The Port Adelaide incarnation of Laneway Festival is precious, not simply because it is the first leg of the Australian tour.


At Harts Mill, triple j presenters filmed Instagram stories and posed with punters between shifts behind the mic, and as the summer sun set, a lone bottle-nosed dolphin wistfully surfaced and dived as the refrains of Father John Misty vibrated off into the ether.

It is, though, a festival with such a dastardly packed line-up that the FOMO is strong. We saw what we could and enjoyed every moment.

The Early Bird Catches the Earworms

Billie Eilish at 12:30 in the afternoon? The teen sensation was clearly not accustomed to performing outdoors under the midday sun.

Draped in baggy black cloth from neck to ankle, Billie struggled against heinous technical difficulties but managed to still captivate through the sheer force of her magnetism.
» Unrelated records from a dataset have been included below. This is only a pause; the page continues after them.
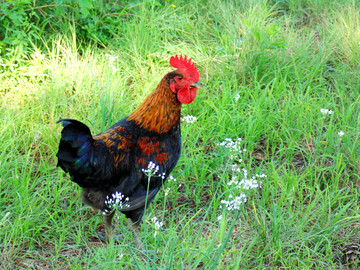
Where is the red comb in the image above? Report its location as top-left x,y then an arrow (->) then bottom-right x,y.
170,55 -> 199,82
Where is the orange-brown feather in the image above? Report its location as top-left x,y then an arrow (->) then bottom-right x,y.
128,78 -> 181,133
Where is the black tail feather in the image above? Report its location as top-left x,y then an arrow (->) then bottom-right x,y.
56,119 -> 94,185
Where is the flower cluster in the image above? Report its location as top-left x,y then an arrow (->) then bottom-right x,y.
181,115 -> 197,124
151,217 -> 164,237
105,53 -> 119,74
141,161 -> 166,181
218,138 -> 266,212
220,164 -> 266,210
320,109 -> 334,115
103,191 -> 130,215
217,138 -> 246,157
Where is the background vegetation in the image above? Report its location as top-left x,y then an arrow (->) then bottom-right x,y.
0,0 -> 360,269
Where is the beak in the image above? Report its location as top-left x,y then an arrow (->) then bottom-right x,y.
190,83 -> 201,89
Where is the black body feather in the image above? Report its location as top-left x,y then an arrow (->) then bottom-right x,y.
56,118 -> 181,222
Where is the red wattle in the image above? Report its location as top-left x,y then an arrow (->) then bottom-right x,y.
177,87 -> 196,104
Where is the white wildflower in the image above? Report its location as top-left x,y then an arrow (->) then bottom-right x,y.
151,217 -> 164,237
103,191 -> 130,215
217,138 -> 246,157
141,161 -> 160,177
181,115 -> 197,124
320,109 -> 334,115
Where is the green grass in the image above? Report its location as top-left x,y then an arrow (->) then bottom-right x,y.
0,0 -> 360,269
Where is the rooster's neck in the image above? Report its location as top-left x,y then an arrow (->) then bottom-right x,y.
128,78 -> 181,133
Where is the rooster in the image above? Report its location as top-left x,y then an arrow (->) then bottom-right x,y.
56,55 -> 201,247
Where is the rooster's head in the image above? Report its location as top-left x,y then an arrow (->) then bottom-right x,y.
170,55 -> 201,104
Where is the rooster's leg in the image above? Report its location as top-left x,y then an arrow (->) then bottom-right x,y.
128,218 -> 145,250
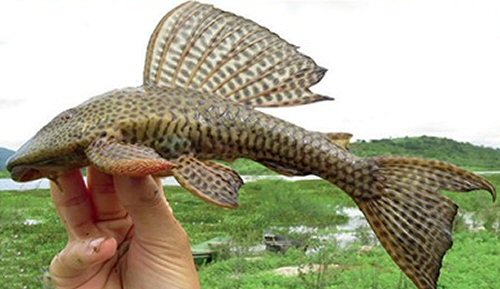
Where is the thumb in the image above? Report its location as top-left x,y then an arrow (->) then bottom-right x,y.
114,176 -> 179,238
50,237 -> 117,288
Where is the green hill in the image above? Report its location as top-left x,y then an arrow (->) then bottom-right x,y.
0,148 -> 14,170
0,136 -> 500,177
231,136 -> 500,175
351,136 -> 500,170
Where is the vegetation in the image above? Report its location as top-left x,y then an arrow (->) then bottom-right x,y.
230,136 -> 500,175
0,136 -> 500,178
0,175 -> 500,289
352,136 -> 500,170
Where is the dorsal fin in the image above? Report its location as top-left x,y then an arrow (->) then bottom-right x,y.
144,2 -> 332,107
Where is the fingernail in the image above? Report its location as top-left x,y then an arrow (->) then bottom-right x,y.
87,237 -> 106,255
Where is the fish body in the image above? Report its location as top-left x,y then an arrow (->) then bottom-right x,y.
7,2 -> 496,289
8,86 -> 352,186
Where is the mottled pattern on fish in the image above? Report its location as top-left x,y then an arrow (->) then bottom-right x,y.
7,2 -> 496,289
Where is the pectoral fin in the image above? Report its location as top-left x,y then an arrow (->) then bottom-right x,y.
172,156 -> 243,208
85,139 -> 175,177
258,160 -> 307,177
326,132 -> 352,150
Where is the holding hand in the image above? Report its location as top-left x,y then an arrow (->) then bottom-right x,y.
50,167 -> 200,289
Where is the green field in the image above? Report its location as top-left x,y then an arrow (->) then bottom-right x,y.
0,175 -> 500,289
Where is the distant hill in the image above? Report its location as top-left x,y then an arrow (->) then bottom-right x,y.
0,148 -> 14,170
231,136 -> 500,175
351,136 -> 500,170
0,136 -> 500,177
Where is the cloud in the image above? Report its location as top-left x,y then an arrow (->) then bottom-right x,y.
0,98 -> 23,110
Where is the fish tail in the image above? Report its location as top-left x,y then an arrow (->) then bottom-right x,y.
340,157 -> 496,289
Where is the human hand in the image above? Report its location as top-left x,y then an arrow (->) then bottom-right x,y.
50,167 -> 200,289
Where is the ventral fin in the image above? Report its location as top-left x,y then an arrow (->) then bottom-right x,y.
172,156 -> 243,208
144,2 -> 332,107
85,139 -> 175,177
325,132 -> 352,150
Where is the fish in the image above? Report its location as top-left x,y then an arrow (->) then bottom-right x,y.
7,1 -> 496,289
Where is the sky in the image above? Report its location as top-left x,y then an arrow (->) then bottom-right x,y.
0,0 -> 500,149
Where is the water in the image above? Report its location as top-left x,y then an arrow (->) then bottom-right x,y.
0,171 -> 500,191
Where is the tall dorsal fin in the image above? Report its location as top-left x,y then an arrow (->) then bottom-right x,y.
144,2 -> 332,107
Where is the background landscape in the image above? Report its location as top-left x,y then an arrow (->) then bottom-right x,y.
0,136 -> 500,289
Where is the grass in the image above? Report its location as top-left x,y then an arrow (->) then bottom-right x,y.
0,170 -> 10,179
0,175 -> 500,289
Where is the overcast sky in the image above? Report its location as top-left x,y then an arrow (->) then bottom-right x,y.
0,0 -> 500,149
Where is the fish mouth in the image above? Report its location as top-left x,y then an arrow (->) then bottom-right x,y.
9,165 -> 43,182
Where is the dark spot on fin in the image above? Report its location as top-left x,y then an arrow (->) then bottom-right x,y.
172,156 -> 243,208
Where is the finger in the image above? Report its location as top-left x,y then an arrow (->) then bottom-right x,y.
50,237 -> 117,282
87,167 -> 127,221
50,170 -> 95,240
154,178 -> 174,215
114,176 -> 178,237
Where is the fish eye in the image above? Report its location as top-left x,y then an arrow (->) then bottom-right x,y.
55,109 -> 73,121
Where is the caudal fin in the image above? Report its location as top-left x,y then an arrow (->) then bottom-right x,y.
349,157 -> 496,289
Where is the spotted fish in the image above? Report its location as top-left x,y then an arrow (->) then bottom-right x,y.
7,2 -> 496,289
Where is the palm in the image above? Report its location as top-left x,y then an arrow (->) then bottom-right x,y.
50,168 -> 199,289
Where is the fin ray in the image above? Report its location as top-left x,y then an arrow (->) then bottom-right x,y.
347,157 -> 496,289
172,156 -> 243,208
144,2 -> 331,107
85,139 -> 175,177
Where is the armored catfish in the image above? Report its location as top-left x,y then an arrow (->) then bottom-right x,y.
7,2 -> 496,289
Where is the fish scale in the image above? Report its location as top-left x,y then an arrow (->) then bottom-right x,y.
7,2 -> 496,289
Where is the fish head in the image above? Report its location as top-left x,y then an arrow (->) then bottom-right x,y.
7,107 -> 94,182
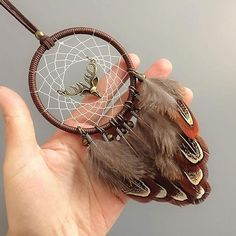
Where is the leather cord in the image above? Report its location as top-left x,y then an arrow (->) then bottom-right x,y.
0,0 -> 39,34
0,0 -> 54,49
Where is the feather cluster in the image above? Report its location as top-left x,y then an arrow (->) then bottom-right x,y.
88,79 -> 210,205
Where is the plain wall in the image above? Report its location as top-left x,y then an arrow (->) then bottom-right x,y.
0,0 -> 236,236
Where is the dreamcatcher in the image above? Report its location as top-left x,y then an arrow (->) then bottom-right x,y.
0,0 -> 210,205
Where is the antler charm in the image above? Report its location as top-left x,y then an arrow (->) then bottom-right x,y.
57,57 -> 101,98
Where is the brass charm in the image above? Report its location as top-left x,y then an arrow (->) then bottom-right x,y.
57,57 -> 101,98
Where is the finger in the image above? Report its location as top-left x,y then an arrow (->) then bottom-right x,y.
183,87 -> 193,105
145,59 -> 172,79
0,87 -> 37,159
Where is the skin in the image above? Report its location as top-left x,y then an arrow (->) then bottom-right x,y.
0,55 -> 192,236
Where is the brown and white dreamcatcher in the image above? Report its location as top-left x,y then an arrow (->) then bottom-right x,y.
0,0 -> 210,205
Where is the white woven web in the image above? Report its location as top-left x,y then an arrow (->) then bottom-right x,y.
36,35 -> 129,128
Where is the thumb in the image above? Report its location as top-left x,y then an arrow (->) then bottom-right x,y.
0,87 -> 37,162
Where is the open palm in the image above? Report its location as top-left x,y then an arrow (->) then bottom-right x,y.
0,55 -> 192,236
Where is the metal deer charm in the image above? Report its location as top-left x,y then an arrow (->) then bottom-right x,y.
57,57 -> 101,98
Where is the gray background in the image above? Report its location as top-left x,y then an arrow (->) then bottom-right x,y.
0,0 -> 236,236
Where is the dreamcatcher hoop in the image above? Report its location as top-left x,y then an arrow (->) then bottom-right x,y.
0,0 -> 210,205
29,27 -> 136,134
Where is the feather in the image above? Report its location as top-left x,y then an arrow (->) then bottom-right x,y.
85,76 -> 210,206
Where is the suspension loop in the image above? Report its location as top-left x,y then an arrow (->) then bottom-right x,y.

Mid-set, while clutching a ukulele, Billie lamented the limitations imposed upon her by backstage bungling; she then unleashed a spontaneous kung-fu flurry to vent her frustration.
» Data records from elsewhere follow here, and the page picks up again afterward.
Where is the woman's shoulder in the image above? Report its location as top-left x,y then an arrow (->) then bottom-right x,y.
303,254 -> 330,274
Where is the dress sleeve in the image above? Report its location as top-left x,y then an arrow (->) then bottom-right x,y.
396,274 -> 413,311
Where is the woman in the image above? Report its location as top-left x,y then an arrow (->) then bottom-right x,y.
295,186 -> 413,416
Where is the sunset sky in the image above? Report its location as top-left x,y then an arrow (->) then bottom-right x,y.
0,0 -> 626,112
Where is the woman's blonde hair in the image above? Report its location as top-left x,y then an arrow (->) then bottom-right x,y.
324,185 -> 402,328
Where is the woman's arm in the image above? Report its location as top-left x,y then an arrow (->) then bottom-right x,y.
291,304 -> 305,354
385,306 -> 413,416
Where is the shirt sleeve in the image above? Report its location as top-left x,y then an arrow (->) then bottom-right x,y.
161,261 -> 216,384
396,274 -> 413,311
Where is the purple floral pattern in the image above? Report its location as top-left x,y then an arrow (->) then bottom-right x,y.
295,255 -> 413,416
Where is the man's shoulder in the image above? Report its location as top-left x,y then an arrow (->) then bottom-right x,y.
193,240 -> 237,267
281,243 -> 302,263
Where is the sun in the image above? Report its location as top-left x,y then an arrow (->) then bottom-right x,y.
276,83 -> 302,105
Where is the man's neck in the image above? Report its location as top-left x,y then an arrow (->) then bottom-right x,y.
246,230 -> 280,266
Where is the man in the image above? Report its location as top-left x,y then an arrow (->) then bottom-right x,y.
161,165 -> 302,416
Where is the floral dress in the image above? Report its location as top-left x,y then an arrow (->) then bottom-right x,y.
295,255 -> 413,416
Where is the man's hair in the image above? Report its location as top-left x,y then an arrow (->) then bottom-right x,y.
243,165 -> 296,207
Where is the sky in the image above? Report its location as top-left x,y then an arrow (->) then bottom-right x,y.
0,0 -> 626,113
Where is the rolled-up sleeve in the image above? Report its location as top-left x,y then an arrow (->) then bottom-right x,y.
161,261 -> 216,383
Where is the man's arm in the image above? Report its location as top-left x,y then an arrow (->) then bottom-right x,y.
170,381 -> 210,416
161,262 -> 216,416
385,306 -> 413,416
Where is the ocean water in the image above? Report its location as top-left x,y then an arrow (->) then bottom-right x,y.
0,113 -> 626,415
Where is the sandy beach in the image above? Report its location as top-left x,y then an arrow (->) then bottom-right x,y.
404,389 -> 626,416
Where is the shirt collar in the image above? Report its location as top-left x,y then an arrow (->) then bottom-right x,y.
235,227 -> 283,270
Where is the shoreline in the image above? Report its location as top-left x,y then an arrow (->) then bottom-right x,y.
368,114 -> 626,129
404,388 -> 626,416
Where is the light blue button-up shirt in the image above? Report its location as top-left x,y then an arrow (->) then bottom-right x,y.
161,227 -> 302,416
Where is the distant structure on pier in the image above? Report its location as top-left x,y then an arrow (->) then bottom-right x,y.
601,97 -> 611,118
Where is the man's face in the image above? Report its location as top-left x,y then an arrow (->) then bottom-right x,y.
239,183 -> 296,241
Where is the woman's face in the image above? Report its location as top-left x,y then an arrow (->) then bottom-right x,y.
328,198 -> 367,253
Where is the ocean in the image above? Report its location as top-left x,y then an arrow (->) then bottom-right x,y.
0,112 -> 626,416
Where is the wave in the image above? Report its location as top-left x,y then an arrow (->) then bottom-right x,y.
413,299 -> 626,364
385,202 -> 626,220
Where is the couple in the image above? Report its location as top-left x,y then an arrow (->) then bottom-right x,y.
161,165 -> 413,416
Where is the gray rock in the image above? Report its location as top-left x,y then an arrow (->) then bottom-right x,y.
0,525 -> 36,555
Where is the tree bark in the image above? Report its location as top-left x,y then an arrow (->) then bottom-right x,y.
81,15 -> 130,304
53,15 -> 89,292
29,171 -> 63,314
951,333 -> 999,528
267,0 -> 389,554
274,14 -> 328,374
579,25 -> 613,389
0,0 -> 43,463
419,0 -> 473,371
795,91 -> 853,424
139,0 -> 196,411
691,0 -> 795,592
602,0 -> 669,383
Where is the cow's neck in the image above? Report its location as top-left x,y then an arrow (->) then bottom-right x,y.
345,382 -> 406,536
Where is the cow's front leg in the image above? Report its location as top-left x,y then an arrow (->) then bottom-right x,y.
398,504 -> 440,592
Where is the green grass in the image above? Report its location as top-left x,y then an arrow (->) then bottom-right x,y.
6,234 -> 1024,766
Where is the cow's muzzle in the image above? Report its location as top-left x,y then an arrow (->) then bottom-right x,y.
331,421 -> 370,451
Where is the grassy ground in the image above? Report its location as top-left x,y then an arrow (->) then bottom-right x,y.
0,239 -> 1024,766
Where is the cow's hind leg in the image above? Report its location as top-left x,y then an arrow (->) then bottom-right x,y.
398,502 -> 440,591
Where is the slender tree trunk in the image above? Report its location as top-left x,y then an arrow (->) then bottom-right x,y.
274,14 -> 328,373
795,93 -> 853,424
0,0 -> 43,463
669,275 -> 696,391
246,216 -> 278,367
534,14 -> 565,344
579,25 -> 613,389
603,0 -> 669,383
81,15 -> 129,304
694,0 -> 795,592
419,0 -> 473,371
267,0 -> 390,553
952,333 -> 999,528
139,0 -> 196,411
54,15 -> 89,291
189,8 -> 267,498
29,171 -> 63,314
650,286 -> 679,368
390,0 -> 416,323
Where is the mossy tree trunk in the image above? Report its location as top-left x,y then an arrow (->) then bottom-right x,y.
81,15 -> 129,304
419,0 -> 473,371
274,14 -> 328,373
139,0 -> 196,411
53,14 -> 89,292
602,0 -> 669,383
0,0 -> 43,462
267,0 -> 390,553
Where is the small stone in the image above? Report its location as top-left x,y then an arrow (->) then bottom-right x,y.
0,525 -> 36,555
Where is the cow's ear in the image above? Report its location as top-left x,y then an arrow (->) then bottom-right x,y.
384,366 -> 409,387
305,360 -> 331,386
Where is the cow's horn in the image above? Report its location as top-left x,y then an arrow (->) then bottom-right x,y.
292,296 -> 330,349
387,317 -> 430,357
Unfortunately, Billie’s set wasn’t the only one marred by complications; Sydney synth-pop purveyor Alex Cameron’s bursts of pop sunshine were interrupted by spine jarring speaker distortion.

While such teething problems diminished as the day progressed, it was a disappointing way to start the proceedings.

Front-end loaders

While every member of a band is equal, be they a bass player, a drummer or a lead singer, some members are more equal than others; there is just something so special about a captivating frontman or woman. Lead singers like Wolf Alice’s Ellie Rowsell, The Internet’s Syn, Shame’s Charlie Steen and Dream Wife’s Rakel Mjöll.
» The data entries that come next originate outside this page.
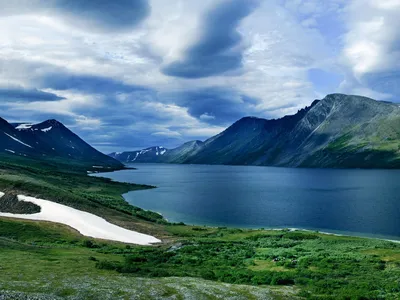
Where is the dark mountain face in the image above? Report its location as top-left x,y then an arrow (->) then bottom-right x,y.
110,94 -> 400,168
0,119 -> 122,168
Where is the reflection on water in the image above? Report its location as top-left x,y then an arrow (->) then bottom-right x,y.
95,164 -> 400,239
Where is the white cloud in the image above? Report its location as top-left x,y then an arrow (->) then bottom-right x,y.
342,0 -> 400,98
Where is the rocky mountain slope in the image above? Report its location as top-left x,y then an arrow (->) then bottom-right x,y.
0,118 -> 123,169
111,94 -> 400,168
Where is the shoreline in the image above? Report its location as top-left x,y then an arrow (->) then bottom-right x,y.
93,168 -> 400,244
0,192 -> 162,246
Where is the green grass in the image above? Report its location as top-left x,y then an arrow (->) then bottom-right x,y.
0,156 -> 400,299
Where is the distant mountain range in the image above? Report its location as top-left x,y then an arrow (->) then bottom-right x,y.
0,118 -> 123,170
110,94 -> 400,168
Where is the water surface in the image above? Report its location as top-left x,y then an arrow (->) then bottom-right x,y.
96,164 -> 400,240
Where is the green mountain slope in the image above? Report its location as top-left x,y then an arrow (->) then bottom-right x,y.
113,94 -> 400,168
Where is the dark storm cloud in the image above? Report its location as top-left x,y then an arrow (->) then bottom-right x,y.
162,0 -> 257,78
167,87 -> 258,125
0,87 -> 64,102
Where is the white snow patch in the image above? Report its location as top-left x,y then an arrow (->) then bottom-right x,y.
140,149 -> 151,154
3,132 -> 33,149
0,193 -> 161,245
132,152 -> 139,161
41,126 -> 53,132
15,124 -> 33,130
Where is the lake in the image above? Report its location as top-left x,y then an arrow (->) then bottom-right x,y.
97,164 -> 400,240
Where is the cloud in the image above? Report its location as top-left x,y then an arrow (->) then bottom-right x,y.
162,87 -> 258,126
0,87 -> 64,102
36,70 -> 152,95
0,0 -> 150,32
162,0 -> 257,79
342,0 -> 400,99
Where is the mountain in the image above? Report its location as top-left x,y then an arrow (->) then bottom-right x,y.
109,146 -> 168,163
109,94 -> 400,168
0,118 -> 123,169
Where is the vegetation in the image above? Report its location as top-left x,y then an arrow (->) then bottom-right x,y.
97,227 -> 400,299
0,154 -> 400,299
0,157 -> 165,229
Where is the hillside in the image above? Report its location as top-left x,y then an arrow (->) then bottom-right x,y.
0,118 -> 123,169
111,94 -> 400,168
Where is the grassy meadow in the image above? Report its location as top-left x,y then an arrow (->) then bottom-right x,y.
0,154 -> 400,299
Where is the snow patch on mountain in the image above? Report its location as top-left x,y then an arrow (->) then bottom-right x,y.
15,124 -> 33,131
3,132 -> 33,149
41,126 -> 53,132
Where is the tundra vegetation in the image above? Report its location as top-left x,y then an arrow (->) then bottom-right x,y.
0,156 -> 400,299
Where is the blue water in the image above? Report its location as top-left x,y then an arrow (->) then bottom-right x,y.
96,164 -> 400,240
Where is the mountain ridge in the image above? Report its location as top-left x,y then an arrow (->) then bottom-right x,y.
0,118 -> 123,169
110,94 -> 400,168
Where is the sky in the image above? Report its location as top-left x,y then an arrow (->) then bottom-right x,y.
0,0 -> 400,153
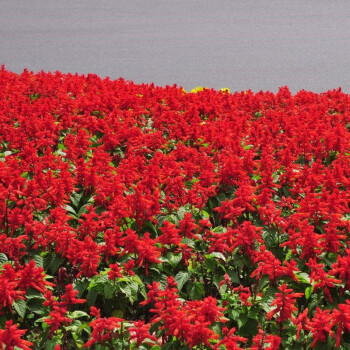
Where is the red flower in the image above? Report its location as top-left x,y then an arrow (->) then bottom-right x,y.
266,283 -> 304,323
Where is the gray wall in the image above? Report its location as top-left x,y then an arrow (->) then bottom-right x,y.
0,0 -> 350,93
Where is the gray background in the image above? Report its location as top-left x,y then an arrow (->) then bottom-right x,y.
0,0 -> 350,93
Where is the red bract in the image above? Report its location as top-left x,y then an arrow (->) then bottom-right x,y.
0,320 -> 33,350
0,67 -> 350,350
266,283 -> 303,323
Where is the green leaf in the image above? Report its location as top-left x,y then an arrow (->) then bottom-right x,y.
68,310 -> 90,320
50,254 -> 64,274
175,271 -> 191,291
104,283 -> 117,299
33,255 -> 44,267
294,271 -> 310,284
27,298 -> 44,315
204,259 -> 216,272
210,252 -> 226,261
86,287 -> 98,306
118,281 -> 139,304
12,299 -> 27,318
0,253 -> 9,264
305,286 -> 314,300
187,282 -> 204,300
166,253 -> 182,268
26,288 -> 45,300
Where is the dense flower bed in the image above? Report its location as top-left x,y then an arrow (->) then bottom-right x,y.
0,67 -> 350,350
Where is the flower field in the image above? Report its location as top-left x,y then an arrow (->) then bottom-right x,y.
0,67 -> 350,350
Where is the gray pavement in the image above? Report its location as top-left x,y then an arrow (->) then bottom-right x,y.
0,0 -> 350,93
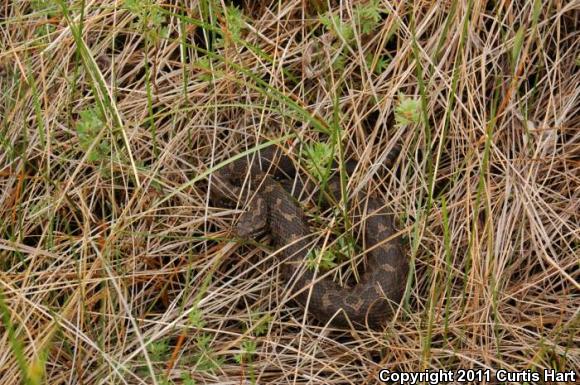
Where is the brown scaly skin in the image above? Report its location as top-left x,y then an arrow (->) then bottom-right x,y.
211,148 -> 409,329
Ellie came to the stage looking like a hybrid of Red Riding Hood and The Woodsman, wearing a flowing red evening gown while wielding a jet-black six-stringed axe.

On the anthemic ‘Don’t Delete The Kisses’, she alternated between cooing like a French songstress and shredding on the guitar like a metal head.

The charismatic Syn, perhaps this generation’s Lauryn Hill, dropped truth bombs and one-liners about breaking the internet between slinky grooves from 'Ego Death' and earlier releases.

Charlie Steen was perhaps as sleazy and engaging as Charlie Sheen; on the UK punk rocker’s opening track, he was tweaking his nipples beneath his white singlet and passionately kissing bearded men in the front row; by the end of their set, he was shirtless and wielding the mic-stand like Excalibur.

Rakel from London’s Dream Wife, meanwhile, was reminiscent of some ungodly amalgam of a college cheerleader, Harley Quinn and The Bride from Kill Bill.

In a yellow netball skirt and yellow and black crop top, she arched her eyebrows and shrieked her suggestive lyrics, backed by a modern incarnation of The Runaways.

Get Folked

While most acts on the line-up vigorously massaged the ear drums, New Zealand’s Aldous Harding gently soothed them with her enchanting lullabies.

Aldous, dressed in all-white, looked like Annie Lennox and sounded like Joanna Newsom. It was the kind of set that was so hushed that drunken loudmouths were swiftly shamed by the harsh glances of the devoted.

Father John Misty was similarly sedate, although perhaps slightly less captivating; for a man of such overt public opinions, he was remarkably silent between tracks.

Mac DeMarco, while too much of a genre hopper to be defined as folk, exuded much more charisma: he guzzled a beer fed to him by a bandmate as he unleashed a guitar solo, gave impromptu Michael Jackson serenades and induced the crowd to clamber upon the shoulders of their friends.

Chakra cleansing

Pond and The Babe Rainbow, like King Gizzard and Tame Impala last year, brought the new-age vibes, converting Port Adelaide into Byron Bay.

Backed by all the colours of the rainbow, or the chakras, depending upon your perspective, Babe Rainbow played tracks that sounded like hipster-smoothie recipes: 'Peace Blossom Boogy' and 'Secret Enchanted Broccoli Forest'; they also managed to get The Dude from The Big Lebowski to play guitar….or a damn good doppelganger.

Pond’s Nick Allbrook, meanwhile, stood languidly in the yoga asana of tree pose, with one slippered foot resting on the opposing knee, as he sang ‘Sweep Me Off My Feet’.

Laneway is perhaps the most inclusive festival on the calendar. Fans of the 16-year olds like Billie Eilish mingle with survivors of the '90s shoegaze era wearing Dungeons and Dragons t-shirts who attended mainly to see Slowdive.

If you enjoy good music, you can enjoy Laneway no matter what your demographic. Even if you don’t enjoy music, there are river dolphins!